To start, our area is the fifth fastest-growing county in a rapidly growing state, and the county’s lack of employing best practices has resulted in a massive capital deficit in funding for an array of infrastructure needed for a county that has experienced this type of growth for decades. The great myth here is that the need for infrastructure is only a recent phenomenon due to our population increase. However, the lack of roads, parks, and other infrastructure west of Amelia Island has existed for more than 20 years and predates the recent population increases and the widening of S.R. 200. Yet, we paid cash for the new sheriff’s complex and emergency operations center, public school projects and roads, and we continue to avoid general obligation bonds for capital expenditures all the way through a historically low interest rate environment.
Second, the lack of bond financing has cannibalized the county’s operating budget to pay for capital projects, making the operating budget unsustainable and requiring multiple tax increases on current taxpayers for several years in a row. Despite multiple tax millage increases coinciding with a period of huge property value increases, the county remains relatively broke and still has a huge capital deficit.
The third, and probably the most galling consequence of paying cash for long-lived capital assets, is penalizing current taxpayers by laying the burden on us for subsidizing future growth. One of the axioms of proper growth management is that future growth should pay for itself, as the nature of most capital projects is that they serve multiple generations. Every future projection of population in Nassau County is that we’re going to have far more citizens in the future than we have today – shouldn’t future generations that benefit from these capital investments help pay for them? Financing long-term capital projects without the use of debt is unfair to current residents. It means that current residents pay for benefits for new residents, and this strategy has been largely condemned by studies of outside experts the county has hired.
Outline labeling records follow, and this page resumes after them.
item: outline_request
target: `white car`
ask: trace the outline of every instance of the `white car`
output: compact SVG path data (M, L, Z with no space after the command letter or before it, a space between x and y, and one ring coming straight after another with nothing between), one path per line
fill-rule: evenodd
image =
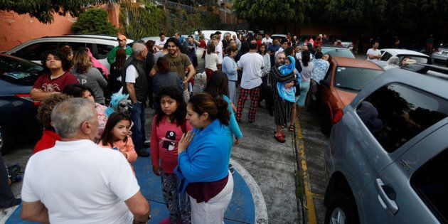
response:
M230 33L230 37L233 36L233 35L237 35L235 32L234 31L212 31L212 30L206 30L206 31L202 31L202 34L204 35L204 39L206 39L206 41L208 41L208 40L210 40L210 36L212 33L216 33L216 31L220 31L221 32L221 41L223 41L224 39L224 33ZM194 35L198 35L198 31L195 31L194 32Z
M384 68L388 65L388 60L392 56L397 56L400 59L400 65L402 62L403 58L409 57L410 59L415 60L417 63L422 64L431 64L431 58L430 56L414 50L410 50L406 49L393 49L385 48L380 50L381 51L381 59L380 59L376 64Z
M133 41L132 39L127 39L127 43ZM109 70L110 65L107 62L107 55L114 47L118 46L118 41L117 36L105 35L73 34L45 36L26 41L5 53L41 64L41 55L43 53L65 45L69 45L73 50L78 50L80 47L89 48L93 56Z

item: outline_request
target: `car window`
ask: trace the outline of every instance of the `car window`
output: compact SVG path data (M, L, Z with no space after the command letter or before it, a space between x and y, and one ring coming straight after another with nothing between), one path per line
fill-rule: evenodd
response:
M33 85L43 70L42 66L27 60L0 56L0 79L18 85Z
M322 48L322 53L328 53L332 57L343 57L349 58L355 58L355 55L348 49L334 49Z
M393 152L448 116L448 100L398 83L385 85L359 104L356 112L383 148Z
M411 176L410 185L437 217L448 223L448 179L443 171L448 170L448 149L429 160Z
M82 43L82 42L64 42L61 43L60 46L64 45L70 46L73 50L78 50L82 48L89 48L90 52L93 51L93 43Z
M392 55L390 53L385 52L383 57L381 57L381 60L387 61L390 57L392 57Z
M409 58L410 59L414 59L417 61L417 63L426 64L428 62L427 58L419 57L419 56L405 56L405 55L400 56L399 57L400 61L402 61L402 60L405 57Z
M338 66L334 73L334 85L338 88L359 91L382 73L380 70Z
M111 45L97 43L97 53L95 58L97 58L97 59L104 59L107 58L107 55L109 55L109 53L112 48L114 48L114 46Z
M16 51L14 56L29 60L41 60L42 54L49 50L58 48L59 42L41 42L29 45Z

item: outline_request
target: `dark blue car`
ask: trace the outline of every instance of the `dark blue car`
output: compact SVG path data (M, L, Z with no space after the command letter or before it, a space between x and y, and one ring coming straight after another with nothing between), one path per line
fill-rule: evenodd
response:
M38 102L30 98L41 65L0 54L0 151L40 138L42 127L36 115Z

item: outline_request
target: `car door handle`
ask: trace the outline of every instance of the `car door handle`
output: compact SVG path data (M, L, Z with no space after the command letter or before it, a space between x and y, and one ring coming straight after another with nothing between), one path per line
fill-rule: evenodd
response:
M376 186L376 190L378 192L378 195L380 196L378 199L380 198L381 201L383 201L383 203L384 203L388 210L393 215L396 214L398 211L398 206L397 206L397 203L394 201L395 198L393 198L394 200L390 199L386 193L385 188L387 187L387 186L384 184L384 183L383 183L383 181L380 178L376 179L375 186Z

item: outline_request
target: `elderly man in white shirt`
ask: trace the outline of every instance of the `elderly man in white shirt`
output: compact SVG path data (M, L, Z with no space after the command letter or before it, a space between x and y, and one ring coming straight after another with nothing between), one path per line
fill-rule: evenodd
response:
M265 67L263 57L257 53L257 42L250 41L249 52L244 54L238 60L237 66L242 70L240 96L237 107L236 120L240 122L242 114L242 109L247 95L250 96L250 109L249 110L249 122L255 121L255 114L260 97L260 86L262 81L262 70Z
M159 34L159 40L156 40L156 43L154 46L157 48L157 50L162 50L164 49L164 46L165 43L166 43L166 38L165 38L165 33L160 33Z
M44 223L146 223L149 204L118 151L92 140L98 132L95 104L61 102L51 122L62 139L26 164L21 218Z

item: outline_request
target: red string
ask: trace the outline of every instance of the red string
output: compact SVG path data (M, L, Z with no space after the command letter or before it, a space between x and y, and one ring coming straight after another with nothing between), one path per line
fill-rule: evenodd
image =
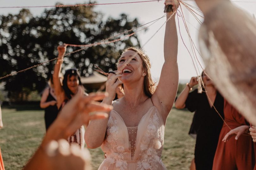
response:
M108 41L107 42L99 42L98 43L95 44L95 45L100 45L100 44L108 44L109 43L111 43L111 42L116 42L116 41L120 41L120 40L122 40L124 38L125 38L126 37L131 37L131 36L133 35L136 32L133 32L133 33L132 33L130 34L129 34L129 35L127 35L126 36L125 36L124 37L122 38L119 38L118 39L117 39L116 40L114 40L113 41ZM72 47L87 47L88 46L90 46L90 45L92 45L92 44L86 44L86 45L76 45L76 44L66 44L66 45L67 46L71 46Z
M23 6L18 7L0 7L0 8L41 8L41 7L79 7L80 6L92 6L99 5L113 5L116 4L123 4L125 3L140 3L143 2L152 2L153 1L159 1L163 0L152 0L151 1L137 1L135 2L127 2L125 3L90 3L84 4L77 4L76 5L50 5L48 6Z

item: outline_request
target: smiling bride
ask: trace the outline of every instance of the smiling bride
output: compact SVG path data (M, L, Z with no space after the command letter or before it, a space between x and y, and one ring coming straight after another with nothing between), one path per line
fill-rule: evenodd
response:
M172 5L175 9L179 4L167 0L165 5ZM167 14L167 19L173 15L166 24L165 62L156 88L149 57L134 47L123 51L117 71L108 76L106 91L109 95L103 103L111 104L119 86L125 95L113 103L108 120L92 120L86 129L87 147L101 146L105 153L99 170L166 169L161 158L164 128L176 95L179 77L174 12Z

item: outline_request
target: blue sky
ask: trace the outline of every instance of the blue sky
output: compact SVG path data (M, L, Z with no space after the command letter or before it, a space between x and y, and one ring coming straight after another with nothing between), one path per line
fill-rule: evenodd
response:
M144 1L146 0L143 0ZM234 1L235 0L234 0ZM115 3L134 2L136 0L98 0L97 2L99 3ZM248 1L240 0L242 2L234 2L239 7L246 10L250 14L252 15L256 12L256 0L251 0L253 3L245 2ZM244 2L242 2L244 1ZM65 4L75 4L76 3L85 3L88 2L88 0L55 0L39 1L38 0L0 0L0 6L47 6L54 5L56 2L61 2ZM139 19L140 23L143 24L149 22L160 18L163 14L163 1L159 2L153 2L140 3L125 4L119 5L98 5L95 9L101 11L105 14L107 17L111 16L113 17L118 17L122 13L128 15L131 19L137 17ZM194 6L196 6L194 2L186 2ZM190 33L193 41L197 47L198 46L198 29L200 25L196 20L186 10L185 7L181 6L184 12ZM44 8L30 8L32 13L35 15L40 15L44 9ZM17 13L20 8L1 9L0 14L7 14L8 13ZM235 12L234 11L234 12ZM142 45L146 42L159 29L165 21L166 19L163 18L149 27L146 32L140 31L138 35ZM188 36L184 26L184 24L181 18L179 17L181 34L186 46L192 53ZM177 21L177 18L176 21ZM203 20L201 20L202 21ZM179 37L179 51L178 62L179 68L179 72L180 81L185 82L190 79L192 76L196 76L195 68L193 66L192 59L183 44L180 33L178 24L178 35ZM160 76L162 66L164 62L163 57L163 39L164 35L165 26L159 31L155 36L147 43L144 48L144 49L149 56L152 65L151 72L152 76L155 79ZM198 57L199 62L204 67L202 60L199 55ZM199 67L200 66L198 66ZM201 72L201 69L200 69Z

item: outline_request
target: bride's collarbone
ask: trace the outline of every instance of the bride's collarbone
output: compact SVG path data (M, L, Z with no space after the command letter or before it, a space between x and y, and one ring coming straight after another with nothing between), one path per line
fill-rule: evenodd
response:
M150 108L126 106L117 108L117 110L114 108L114 110L122 117L127 127L135 127L137 126L142 117L148 112Z

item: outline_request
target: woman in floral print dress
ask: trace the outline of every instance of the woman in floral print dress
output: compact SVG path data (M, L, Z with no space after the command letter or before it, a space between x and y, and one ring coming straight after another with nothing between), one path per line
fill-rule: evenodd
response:
M179 3L176 0L167 0L165 5L173 5L174 9ZM108 120L92 121L86 129L87 147L101 146L105 153L106 159L99 170L166 169L161 159L164 127L178 83L175 15L174 12L167 14L167 19L172 17L166 23L165 62L155 90L149 57L135 48L124 51L117 71L108 76L106 87L108 96L103 103L112 103L119 85L125 95L113 103Z

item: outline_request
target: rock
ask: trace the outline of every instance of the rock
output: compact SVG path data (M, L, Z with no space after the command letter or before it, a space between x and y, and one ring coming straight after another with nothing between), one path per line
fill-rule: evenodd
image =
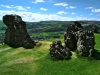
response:
M36 44L26 30L26 23L18 15L5 15L3 22L7 26L4 43L11 47L33 48Z
M93 32L94 33L99 33L98 29L97 29L97 26L93 26Z
M61 41L54 41L50 45L50 55L59 60L69 59L71 52L67 47L62 46Z
M94 34L92 31L83 31L78 33L77 50L82 56L93 55L95 45Z
M76 32L82 30L82 26L77 21L74 24L68 26L66 32L64 33L64 42L65 46L68 47L71 51L75 51L77 49L77 37Z

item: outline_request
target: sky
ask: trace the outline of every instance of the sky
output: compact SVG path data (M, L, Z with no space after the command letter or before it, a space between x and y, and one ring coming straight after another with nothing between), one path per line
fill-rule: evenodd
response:
M100 21L100 0L0 0L0 20L6 14L27 22Z

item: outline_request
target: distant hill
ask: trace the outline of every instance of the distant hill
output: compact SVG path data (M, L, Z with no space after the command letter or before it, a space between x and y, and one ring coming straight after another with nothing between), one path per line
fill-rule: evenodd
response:
M85 30L92 30L93 26L98 26L100 30L99 21L78 21L82 24ZM26 22L26 27L29 35L33 39L43 40L48 38L59 38L63 35L68 25L73 24L74 21L40 21L40 22ZM0 21L0 41L4 39L6 25Z

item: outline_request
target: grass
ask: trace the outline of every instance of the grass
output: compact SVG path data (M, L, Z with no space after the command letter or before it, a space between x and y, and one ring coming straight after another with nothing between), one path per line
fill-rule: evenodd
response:
M95 34L95 49L100 51L100 34ZM60 38L63 42L62 37ZM49 46L55 39L41 41L33 49L10 48L0 52L0 75L100 75L100 60L72 57L54 60ZM1 45L1 49L8 48Z

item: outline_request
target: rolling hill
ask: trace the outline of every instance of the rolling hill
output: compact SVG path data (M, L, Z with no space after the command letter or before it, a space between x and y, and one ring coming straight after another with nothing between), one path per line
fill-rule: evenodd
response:
M99 38L100 34L95 34L95 49L100 59ZM52 59L49 48L54 40L40 41L33 49L0 45L0 75L100 75L100 60L79 57L76 52L70 60Z

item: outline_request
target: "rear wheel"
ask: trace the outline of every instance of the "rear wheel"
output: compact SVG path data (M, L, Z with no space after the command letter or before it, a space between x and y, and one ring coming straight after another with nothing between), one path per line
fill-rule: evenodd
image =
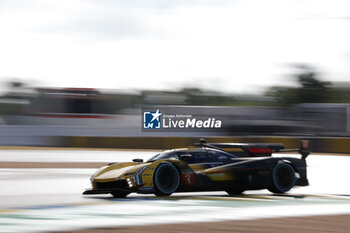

Finally, the county desperately needs to broaden and diversify its tax base by attracting private capital investment for industrial and commercial uses, but I am perplexed as to why the county hired an economic development director when we already have the Nassau County Economic Development Board (NCEDB). Are we building a taxpayer-funded fiefdom? Observers of economic development in the county would point out that it has an extremely poor track record when it comes to landing large private capital investments and job-creating projects. The county chased away the NCEDB’s last chief executive who worked tirelessly to put Nassau County on the map. For this reason alone, we need to question having an economic development function reporting up through the county manager and commission. Do we want to continue to politicize the one effort that can help us broaden our tax base and address our jobs-to-housing imbalance?
Once the county starts actively addressing these issues, we will all enjoy a positive effect – the relationship between the quality of our future growth and our fiscal health improves. We have the ability to make our county less reliant on residential property taxes to fund all government services while increasing our resiliency to future economic downturns. This would tremendously benefit current and future residents, and we will all benefit from the county taking serious and measurable steps toward addressing these issues that have hamstrung us for years.
Actions speak much louder than words. Let’s hope the county addresses these major issues as soon as possible.
Bill Gingrich is a retired GE executive and chairman of Citizens for a Better Nassau County.